Globally sharemarkets have performed dismally over the past year, but exposure to companies not affected by global economic growth or sovereign debt show that it is possible to buck the trend, according to NZ Funds Management.
Officially the bear market ended nearly two years ago but for investors it may look like it is ongoing, said chief investment officer Michael Lang.
So far this year the global sharemarket has returned 2.6 per cent, the Australian stock exchange has fallen by 4.4 per cent and the New Zealand sharemarket has eked out a 3.1 per cent return. Usually it is a high risk proposition to try to pick an individual company to buck market trends. But Lang says in some cases fundamentals have little to do with the global economic growth, or sovereign debt.
"An alternative approach is to buy a diversified portfolio of shares from a sector such as consumer staples, healthcare or utilities where the underlying business model does not depend on the strength of the economy."
Year-to-date figures show the global consumer staples sharemarket returned 7.2 per cent and the global healthcare sector 11.4 per cent.
RBNZ TAKE NOTE
Central banks around the world are getting crotchety about the effect America's and Europe's inability to get their respective houses in order is having on their own currencies.
Switzerland is not crazy about having a strong currency because, like New Zealand, it is highly dependent on exports.

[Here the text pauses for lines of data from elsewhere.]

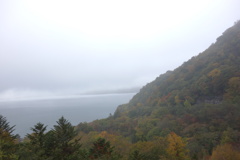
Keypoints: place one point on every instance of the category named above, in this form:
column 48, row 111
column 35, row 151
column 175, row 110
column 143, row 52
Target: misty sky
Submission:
column 73, row 46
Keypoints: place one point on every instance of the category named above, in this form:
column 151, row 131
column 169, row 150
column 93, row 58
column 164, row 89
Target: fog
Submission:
column 51, row 47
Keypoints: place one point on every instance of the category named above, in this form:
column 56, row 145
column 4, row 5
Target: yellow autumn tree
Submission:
column 225, row 151
column 176, row 149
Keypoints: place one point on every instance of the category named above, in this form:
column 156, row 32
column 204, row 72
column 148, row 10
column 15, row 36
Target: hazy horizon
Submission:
column 50, row 48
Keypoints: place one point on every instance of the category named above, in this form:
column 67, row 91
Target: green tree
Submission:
column 225, row 152
column 176, row 147
column 7, row 140
column 37, row 142
column 101, row 150
column 67, row 147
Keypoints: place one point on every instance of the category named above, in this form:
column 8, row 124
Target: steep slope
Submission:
column 200, row 101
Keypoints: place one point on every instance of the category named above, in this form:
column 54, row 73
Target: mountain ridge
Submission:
column 198, row 101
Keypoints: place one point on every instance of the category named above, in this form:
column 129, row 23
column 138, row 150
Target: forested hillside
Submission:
column 198, row 101
column 192, row 112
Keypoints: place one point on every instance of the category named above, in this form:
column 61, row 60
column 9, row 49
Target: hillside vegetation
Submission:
column 192, row 112
column 199, row 101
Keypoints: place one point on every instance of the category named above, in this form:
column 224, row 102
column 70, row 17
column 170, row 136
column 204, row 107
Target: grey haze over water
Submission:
column 82, row 108
column 58, row 47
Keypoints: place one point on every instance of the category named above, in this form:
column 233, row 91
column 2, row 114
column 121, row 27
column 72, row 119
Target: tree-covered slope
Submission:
column 203, row 77
column 200, row 101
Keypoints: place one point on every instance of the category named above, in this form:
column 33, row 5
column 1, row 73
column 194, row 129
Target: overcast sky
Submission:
column 73, row 46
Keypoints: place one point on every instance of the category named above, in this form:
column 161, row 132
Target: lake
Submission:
column 81, row 108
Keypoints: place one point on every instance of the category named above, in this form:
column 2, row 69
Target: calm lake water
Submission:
column 25, row 114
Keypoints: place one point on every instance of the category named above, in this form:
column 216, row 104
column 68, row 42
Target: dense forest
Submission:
column 192, row 112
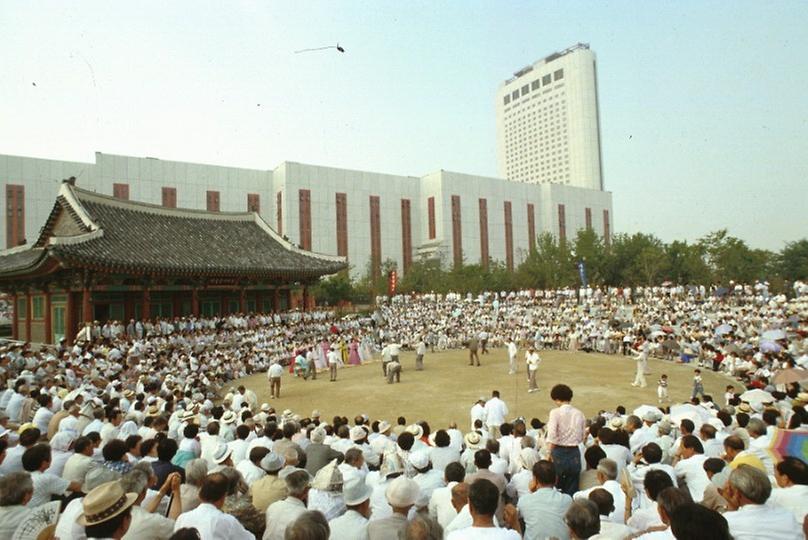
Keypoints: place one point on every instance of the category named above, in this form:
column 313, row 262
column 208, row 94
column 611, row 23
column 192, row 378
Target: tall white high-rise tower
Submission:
column 548, row 130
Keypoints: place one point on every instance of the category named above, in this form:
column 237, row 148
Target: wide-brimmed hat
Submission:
column 272, row 462
column 222, row 453
column 472, row 440
column 355, row 492
column 402, row 492
column 104, row 503
column 329, row 478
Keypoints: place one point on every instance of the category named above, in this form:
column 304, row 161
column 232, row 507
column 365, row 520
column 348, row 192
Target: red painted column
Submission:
column 70, row 323
column 15, row 318
column 28, row 316
column 195, row 302
column 48, row 321
column 86, row 308
column 145, row 311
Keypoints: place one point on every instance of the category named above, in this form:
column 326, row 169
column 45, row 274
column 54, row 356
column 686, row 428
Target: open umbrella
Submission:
column 698, row 415
column 790, row 442
column 723, row 329
column 774, row 335
column 643, row 409
column 671, row 345
column 789, row 375
column 757, row 396
column 769, row 346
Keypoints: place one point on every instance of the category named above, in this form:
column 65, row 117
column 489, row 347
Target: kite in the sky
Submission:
column 337, row 46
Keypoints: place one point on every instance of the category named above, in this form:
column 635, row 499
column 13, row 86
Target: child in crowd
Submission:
column 662, row 389
column 698, row 385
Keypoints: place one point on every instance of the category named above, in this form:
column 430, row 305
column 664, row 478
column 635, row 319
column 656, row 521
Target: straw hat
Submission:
column 104, row 503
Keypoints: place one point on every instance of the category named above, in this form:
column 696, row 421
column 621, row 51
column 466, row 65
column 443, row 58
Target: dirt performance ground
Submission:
column 448, row 387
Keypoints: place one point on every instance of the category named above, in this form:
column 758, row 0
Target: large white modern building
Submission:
column 365, row 216
column 548, row 129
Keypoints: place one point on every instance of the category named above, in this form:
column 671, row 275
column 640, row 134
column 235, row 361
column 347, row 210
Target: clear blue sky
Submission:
column 704, row 105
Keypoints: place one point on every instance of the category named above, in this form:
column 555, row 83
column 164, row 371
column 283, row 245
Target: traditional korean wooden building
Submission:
column 100, row 258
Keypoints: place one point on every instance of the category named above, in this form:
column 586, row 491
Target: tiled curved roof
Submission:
column 129, row 236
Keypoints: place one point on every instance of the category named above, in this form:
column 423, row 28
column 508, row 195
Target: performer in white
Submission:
column 512, row 351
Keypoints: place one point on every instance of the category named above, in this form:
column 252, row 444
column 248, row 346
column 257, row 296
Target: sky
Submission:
column 703, row 105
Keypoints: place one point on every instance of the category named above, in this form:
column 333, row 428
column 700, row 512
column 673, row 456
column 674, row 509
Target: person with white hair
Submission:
column 16, row 489
column 282, row 513
column 747, row 492
column 353, row 524
column 607, row 476
column 146, row 523
column 401, row 494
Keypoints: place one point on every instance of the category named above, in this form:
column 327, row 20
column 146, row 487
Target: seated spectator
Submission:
column 16, row 489
column 791, row 475
column 691, row 521
column 36, row 461
column 208, row 517
column 746, row 493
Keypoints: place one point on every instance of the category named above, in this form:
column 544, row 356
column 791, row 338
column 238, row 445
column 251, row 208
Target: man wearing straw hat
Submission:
column 107, row 511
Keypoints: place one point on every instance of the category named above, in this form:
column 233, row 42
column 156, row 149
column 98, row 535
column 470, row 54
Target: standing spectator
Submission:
column 566, row 429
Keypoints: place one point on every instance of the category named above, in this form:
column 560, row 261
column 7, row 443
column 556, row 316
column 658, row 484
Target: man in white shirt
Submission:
column 208, row 518
column 274, row 375
column 607, row 476
column 690, row 470
column 747, row 491
column 353, row 524
column 533, row 360
column 513, row 350
column 495, row 412
column 282, row 513
column 440, row 504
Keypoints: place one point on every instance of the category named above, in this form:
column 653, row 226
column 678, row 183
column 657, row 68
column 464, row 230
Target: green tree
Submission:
column 792, row 261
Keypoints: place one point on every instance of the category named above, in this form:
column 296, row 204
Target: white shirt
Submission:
column 440, row 505
column 793, row 498
column 495, row 412
column 213, row 524
column 280, row 515
column 349, row 526
column 691, row 470
column 483, row 533
column 148, row 526
column 250, row 471
column 46, row 485
column 763, row 522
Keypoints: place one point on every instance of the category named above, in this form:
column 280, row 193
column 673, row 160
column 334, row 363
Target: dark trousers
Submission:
column 567, row 462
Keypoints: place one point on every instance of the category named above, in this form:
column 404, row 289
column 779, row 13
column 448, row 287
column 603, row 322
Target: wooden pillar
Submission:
column 86, row 307
column 28, row 315
column 48, row 320
column 15, row 318
column 195, row 302
column 145, row 312
column 70, row 322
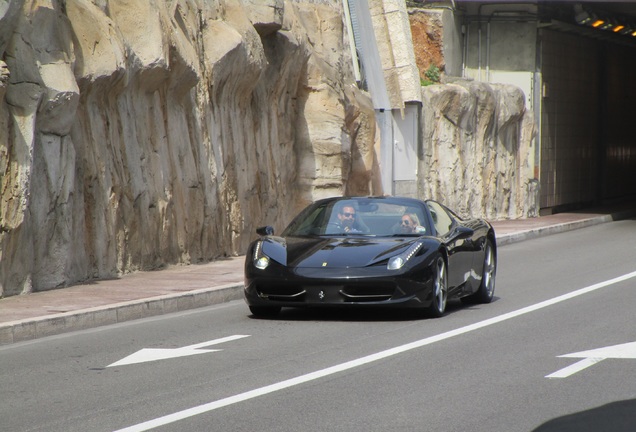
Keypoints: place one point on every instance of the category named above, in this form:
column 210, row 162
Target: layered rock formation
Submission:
column 134, row 135
column 476, row 153
column 139, row 134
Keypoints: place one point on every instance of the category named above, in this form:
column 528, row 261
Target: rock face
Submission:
column 476, row 150
column 139, row 134
column 134, row 135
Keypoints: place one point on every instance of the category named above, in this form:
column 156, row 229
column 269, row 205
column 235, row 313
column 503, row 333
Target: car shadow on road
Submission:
column 362, row 314
column 613, row 417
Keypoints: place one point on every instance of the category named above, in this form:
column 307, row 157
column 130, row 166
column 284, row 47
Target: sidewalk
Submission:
column 179, row 288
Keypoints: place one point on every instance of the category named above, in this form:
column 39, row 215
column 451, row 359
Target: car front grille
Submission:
column 326, row 293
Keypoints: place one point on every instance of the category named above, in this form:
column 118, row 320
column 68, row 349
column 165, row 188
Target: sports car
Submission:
column 371, row 251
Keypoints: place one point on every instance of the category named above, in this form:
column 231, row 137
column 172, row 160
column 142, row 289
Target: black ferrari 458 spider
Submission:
column 379, row 251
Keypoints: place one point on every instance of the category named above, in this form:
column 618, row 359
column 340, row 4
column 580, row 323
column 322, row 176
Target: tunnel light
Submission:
column 599, row 22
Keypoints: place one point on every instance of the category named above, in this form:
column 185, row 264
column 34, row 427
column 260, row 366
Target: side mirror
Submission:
column 265, row 231
column 463, row 233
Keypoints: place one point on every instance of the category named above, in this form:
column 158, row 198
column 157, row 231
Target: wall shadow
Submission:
column 613, row 417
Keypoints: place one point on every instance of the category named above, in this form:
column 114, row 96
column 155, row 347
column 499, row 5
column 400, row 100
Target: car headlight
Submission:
column 397, row 262
column 261, row 261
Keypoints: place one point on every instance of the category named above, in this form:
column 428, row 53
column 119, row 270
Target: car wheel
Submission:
column 486, row 290
column 440, row 289
column 264, row 311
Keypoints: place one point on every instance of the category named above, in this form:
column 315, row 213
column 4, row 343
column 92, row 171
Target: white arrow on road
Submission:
column 152, row 354
column 591, row 357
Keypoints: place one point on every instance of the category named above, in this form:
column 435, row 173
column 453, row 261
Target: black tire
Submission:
column 486, row 290
column 440, row 289
column 265, row 311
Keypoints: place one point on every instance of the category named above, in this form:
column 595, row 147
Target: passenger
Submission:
column 411, row 224
column 347, row 218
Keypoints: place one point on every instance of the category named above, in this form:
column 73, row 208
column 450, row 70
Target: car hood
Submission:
column 333, row 252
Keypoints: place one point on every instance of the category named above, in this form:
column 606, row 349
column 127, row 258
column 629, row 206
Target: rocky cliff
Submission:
column 135, row 135
column 139, row 134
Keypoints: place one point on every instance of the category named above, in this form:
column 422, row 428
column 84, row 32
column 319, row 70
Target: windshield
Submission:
column 383, row 217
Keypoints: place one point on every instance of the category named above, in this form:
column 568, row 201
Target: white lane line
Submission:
column 576, row 367
column 211, row 406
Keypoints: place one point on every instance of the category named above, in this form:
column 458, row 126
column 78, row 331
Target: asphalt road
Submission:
column 480, row 368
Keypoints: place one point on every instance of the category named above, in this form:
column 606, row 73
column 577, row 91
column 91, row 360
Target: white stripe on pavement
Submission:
column 190, row 412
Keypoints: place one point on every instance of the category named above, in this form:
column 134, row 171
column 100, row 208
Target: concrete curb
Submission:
column 552, row 229
column 563, row 227
column 50, row 325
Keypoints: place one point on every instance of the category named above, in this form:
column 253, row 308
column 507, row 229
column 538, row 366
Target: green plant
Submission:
column 432, row 75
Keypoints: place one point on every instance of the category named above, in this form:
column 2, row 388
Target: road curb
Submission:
column 50, row 325
column 549, row 230
column 563, row 227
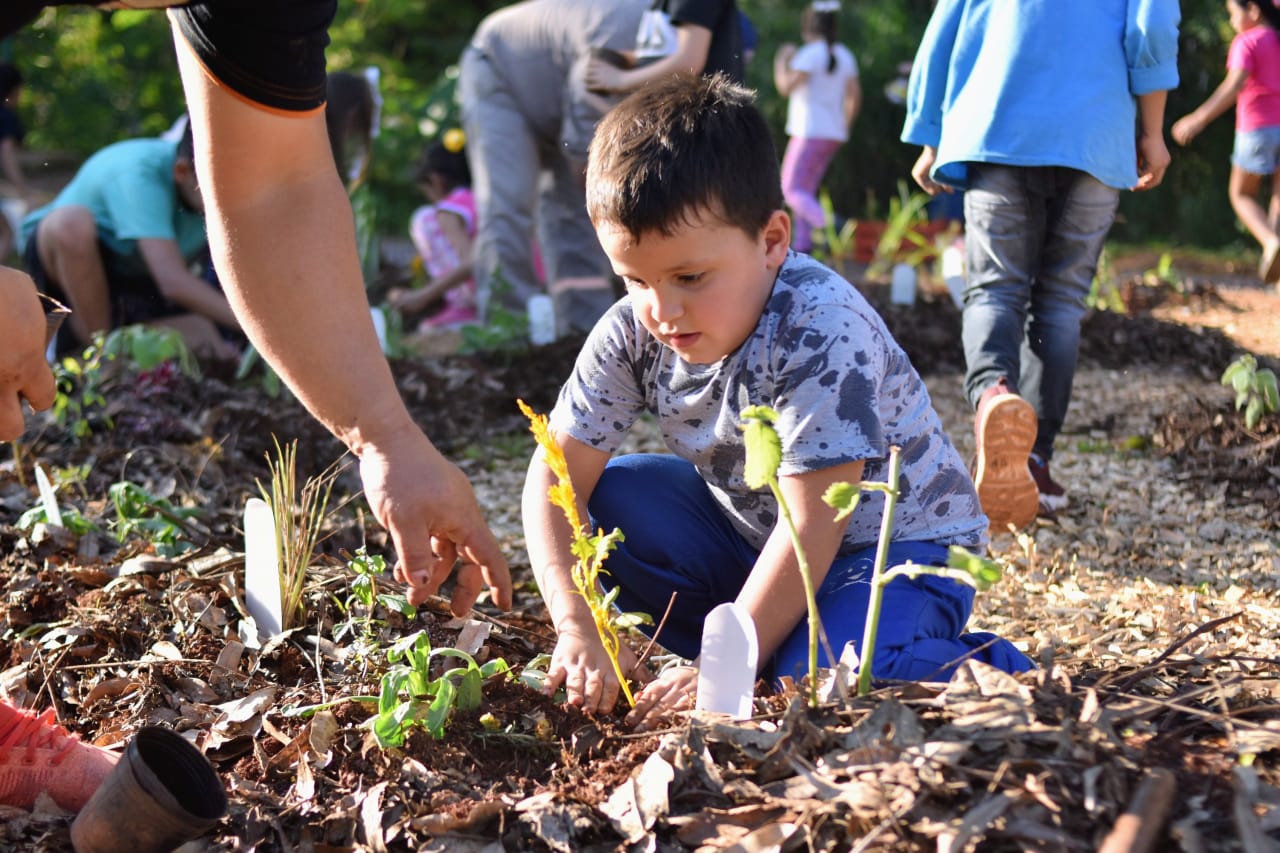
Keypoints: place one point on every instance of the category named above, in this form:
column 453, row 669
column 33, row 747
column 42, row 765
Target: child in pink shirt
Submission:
column 1253, row 85
column 443, row 233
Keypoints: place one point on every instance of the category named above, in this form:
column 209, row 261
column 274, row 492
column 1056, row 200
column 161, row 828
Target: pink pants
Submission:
column 803, row 167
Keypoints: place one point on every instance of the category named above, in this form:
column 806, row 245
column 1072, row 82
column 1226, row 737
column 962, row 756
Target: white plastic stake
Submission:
column 263, row 569
column 903, row 284
column 726, row 675
column 53, row 515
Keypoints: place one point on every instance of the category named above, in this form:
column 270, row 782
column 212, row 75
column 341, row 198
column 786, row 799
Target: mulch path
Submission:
column 1151, row 603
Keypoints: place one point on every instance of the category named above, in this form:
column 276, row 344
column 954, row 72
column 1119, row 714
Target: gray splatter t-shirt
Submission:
column 842, row 387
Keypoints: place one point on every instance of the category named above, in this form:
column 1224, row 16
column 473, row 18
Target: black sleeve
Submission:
column 270, row 51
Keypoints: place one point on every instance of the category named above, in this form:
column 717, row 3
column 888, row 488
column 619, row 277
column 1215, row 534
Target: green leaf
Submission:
column 842, row 497
column 763, row 446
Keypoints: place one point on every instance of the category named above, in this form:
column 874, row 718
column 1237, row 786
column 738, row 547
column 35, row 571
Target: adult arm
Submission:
column 282, row 232
column 693, row 44
column 1153, row 156
column 579, row 661
column 23, row 372
column 773, row 593
column 176, row 283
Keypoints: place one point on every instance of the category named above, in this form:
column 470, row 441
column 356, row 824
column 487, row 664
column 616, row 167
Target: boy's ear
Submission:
column 777, row 237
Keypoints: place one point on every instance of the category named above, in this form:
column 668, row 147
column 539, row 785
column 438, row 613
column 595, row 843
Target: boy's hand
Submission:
column 1185, row 129
column 671, row 692
column 581, row 665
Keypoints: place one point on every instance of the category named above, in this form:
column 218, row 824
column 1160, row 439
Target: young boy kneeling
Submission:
column 682, row 187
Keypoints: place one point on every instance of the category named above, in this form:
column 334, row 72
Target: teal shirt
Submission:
column 1040, row 83
column 129, row 188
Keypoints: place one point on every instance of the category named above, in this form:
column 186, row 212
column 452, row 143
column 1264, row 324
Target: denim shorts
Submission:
column 1257, row 151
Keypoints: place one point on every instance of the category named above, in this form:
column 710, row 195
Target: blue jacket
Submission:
column 1040, row 82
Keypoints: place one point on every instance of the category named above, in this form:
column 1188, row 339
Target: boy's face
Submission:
column 702, row 290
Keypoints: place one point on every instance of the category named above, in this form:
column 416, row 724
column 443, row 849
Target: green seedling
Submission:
column 590, row 551
column 961, row 565
column 763, row 457
column 905, row 211
column 298, row 518
column 365, row 597
column 1255, row 388
column 411, row 697
column 158, row 520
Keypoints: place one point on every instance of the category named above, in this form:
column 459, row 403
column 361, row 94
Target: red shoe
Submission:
column 1005, row 432
column 37, row 755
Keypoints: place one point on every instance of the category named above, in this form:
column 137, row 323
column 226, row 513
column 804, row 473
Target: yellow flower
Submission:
column 455, row 140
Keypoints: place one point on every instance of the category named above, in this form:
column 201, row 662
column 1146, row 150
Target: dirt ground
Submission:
column 1151, row 603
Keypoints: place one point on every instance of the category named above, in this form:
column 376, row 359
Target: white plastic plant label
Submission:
column 263, row 569
column 726, row 675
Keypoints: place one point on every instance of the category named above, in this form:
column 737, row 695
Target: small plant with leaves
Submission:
column 764, row 455
column 140, row 512
column 411, row 697
column 1255, row 388
column 365, row 597
column 901, row 242
column 590, row 551
column 961, row 565
column 298, row 518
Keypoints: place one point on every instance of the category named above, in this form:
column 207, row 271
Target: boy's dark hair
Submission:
column 451, row 165
column 1267, row 8
column 10, row 78
column 186, row 145
column 679, row 147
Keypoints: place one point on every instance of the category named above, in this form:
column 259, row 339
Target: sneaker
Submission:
column 1269, row 268
column 1052, row 496
column 37, row 755
column 1005, row 429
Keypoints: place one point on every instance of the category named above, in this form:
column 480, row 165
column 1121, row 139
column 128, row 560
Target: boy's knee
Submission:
column 69, row 228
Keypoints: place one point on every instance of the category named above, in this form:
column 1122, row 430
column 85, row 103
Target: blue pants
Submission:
column 1032, row 242
column 677, row 541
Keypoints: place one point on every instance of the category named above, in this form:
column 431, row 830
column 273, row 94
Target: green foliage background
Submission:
column 95, row 77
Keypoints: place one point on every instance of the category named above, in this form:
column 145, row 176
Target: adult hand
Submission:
column 428, row 506
column 922, row 169
column 581, row 665
column 23, row 372
column 1185, row 129
column 672, row 690
column 1153, row 160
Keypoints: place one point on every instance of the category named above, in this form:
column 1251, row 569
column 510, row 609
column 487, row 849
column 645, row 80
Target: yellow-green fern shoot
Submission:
column 590, row 551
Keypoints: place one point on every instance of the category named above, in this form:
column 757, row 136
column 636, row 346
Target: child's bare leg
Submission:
column 1243, row 190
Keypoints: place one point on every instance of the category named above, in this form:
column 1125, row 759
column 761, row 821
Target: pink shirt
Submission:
column 1257, row 53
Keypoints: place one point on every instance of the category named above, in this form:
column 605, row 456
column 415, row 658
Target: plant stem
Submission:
column 809, row 596
column 877, row 592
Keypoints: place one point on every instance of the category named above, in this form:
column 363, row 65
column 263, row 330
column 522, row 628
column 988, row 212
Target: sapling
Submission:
column 1255, row 389
column 764, row 456
column 961, row 565
column 298, row 516
column 590, row 551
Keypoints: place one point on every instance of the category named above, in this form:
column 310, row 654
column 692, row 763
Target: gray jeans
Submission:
column 520, row 179
column 1032, row 242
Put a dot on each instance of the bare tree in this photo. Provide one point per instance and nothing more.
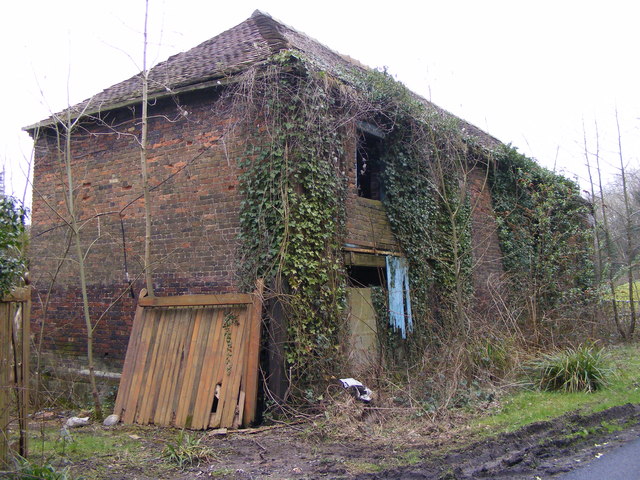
(143, 158)
(628, 233)
(64, 150)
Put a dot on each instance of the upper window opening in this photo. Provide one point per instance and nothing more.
(369, 166)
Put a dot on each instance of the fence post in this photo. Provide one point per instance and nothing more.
(15, 317)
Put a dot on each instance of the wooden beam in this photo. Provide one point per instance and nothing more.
(253, 357)
(364, 259)
(195, 300)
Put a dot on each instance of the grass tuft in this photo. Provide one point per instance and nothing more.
(187, 451)
(580, 369)
(31, 471)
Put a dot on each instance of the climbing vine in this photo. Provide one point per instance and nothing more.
(12, 238)
(298, 121)
(293, 216)
(544, 234)
(429, 215)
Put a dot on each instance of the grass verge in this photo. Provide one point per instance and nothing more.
(529, 406)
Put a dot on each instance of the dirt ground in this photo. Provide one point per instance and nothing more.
(369, 446)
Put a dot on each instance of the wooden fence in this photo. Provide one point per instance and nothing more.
(192, 361)
(15, 311)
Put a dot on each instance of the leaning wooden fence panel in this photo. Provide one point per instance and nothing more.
(192, 361)
(15, 311)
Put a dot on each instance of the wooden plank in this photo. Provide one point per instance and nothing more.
(202, 407)
(164, 358)
(140, 365)
(4, 383)
(235, 376)
(171, 366)
(22, 294)
(152, 370)
(237, 419)
(212, 363)
(195, 300)
(220, 348)
(198, 367)
(181, 369)
(129, 361)
(253, 357)
(187, 384)
(26, 357)
(224, 373)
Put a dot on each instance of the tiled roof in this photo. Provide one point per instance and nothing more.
(252, 41)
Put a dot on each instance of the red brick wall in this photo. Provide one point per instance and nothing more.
(195, 220)
(487, 256)
(367, 222)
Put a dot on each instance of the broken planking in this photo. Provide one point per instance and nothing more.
(192, 361)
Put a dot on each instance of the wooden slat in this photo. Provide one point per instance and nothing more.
(178, 356)
(129, 361)
(219, 374)
(234, 377)
(22, 294)
(165, 401)
(5, 391)
(187, 386)
(26, 356)
(199, 366)
(151, 369)
(141, 357)
(202, 409)
(253, 357)
(204, 397)
(181, 370)
(164, 358)
(195, 300)
(224, 373)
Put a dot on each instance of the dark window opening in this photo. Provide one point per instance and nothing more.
(365, 277)
(369, 167)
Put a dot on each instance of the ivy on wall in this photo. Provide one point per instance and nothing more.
(293, 215)
(299, 121)
(12, 240)
(544, 233)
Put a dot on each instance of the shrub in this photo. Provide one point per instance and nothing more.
(580, 369)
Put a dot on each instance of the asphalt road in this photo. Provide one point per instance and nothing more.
(621, 463)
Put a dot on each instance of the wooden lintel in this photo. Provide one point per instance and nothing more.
(194, 300)
(371, 251)
(22, 294)
(364, 259)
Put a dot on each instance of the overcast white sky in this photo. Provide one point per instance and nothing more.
(529, 73)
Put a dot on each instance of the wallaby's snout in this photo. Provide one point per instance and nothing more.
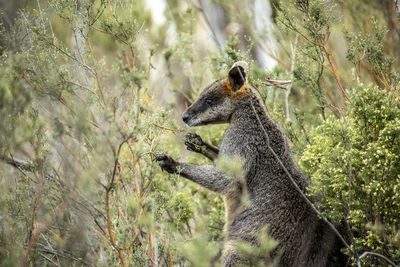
(185, 117)
(217, 101)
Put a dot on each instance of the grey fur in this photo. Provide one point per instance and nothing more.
(304, 239)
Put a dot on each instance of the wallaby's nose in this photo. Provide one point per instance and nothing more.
(185, 117)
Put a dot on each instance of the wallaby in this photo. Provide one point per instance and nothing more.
(304, 239)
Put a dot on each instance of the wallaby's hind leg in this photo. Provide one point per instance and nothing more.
(196, 144)
(230, 256)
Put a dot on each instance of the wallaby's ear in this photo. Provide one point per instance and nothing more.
(237, 75)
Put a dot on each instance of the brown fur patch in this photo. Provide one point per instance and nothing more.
(227, 89)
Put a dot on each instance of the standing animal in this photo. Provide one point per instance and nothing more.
(304, 239)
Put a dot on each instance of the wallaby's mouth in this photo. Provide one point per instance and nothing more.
(187, 119)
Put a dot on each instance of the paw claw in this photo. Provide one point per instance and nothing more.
(194, 143)
(166, 163)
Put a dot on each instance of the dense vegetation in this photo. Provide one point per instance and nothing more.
(91, 90)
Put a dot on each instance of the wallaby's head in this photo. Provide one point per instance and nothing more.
(218, 100)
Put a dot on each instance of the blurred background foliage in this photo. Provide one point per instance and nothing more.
(90, 90)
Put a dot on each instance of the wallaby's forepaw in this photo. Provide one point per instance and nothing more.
(167, 163)
(195, 143)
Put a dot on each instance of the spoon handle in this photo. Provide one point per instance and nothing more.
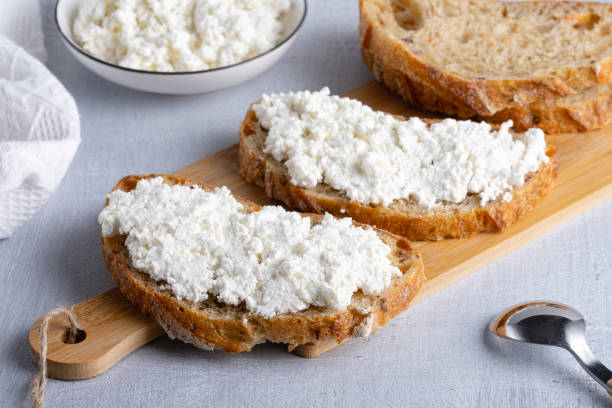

The Swiss National Bank has just cut interest rates and said it would increase the supply of money to markets to stem the rapid rise of the Swiss franc, which is perhaps the ultimate safe-haven currency. The franc has surged 10 per cent against the euro over the past two months as Europe's debt crisis worsened.
Rising fears about the sovereign debt crisis in Europe and the US debt burden have prompted the buying of assets considered to be safe from volatility, such as the Swiss franc, the Japanese yen and gold. Japan's Finance Minister Yoshihiko Noda said Japan aimed to stem speculative and disorderly currency moves (see story below).
While the New Zealand dollar has retreated from its post float high of US88.42c, it is still very strong and at similar levels where the bank has in the past intervened. The bank has a set of four criteria that must be met before it gets involved. At the moment, currency strategists say it is only meeting the first one, which states that the currency must be overvalued.
NZX launched a completely new web page last week after users told the company they wanted a service that was more intuitive and interactive. One of the highlights is the interactive graphs, which allow users to more accurately review historic share prices.
NZX's Rowan Macrae said most of the feedback had been positive, but there were plenty of changes users wanted to see. "A week in we've had about 400 responses, the vast majority of those were [giving] ideas for features they would like to see ... or spotting the odd bug we need to fix," she said. About 20 wanted the old site back.
Stock Takes doesn't like to grumble but there does seem to be added difficulty in tracking down information, particularly as the list of announcements is limited to just the latest five. Macrae said this had come to the attention of others as well.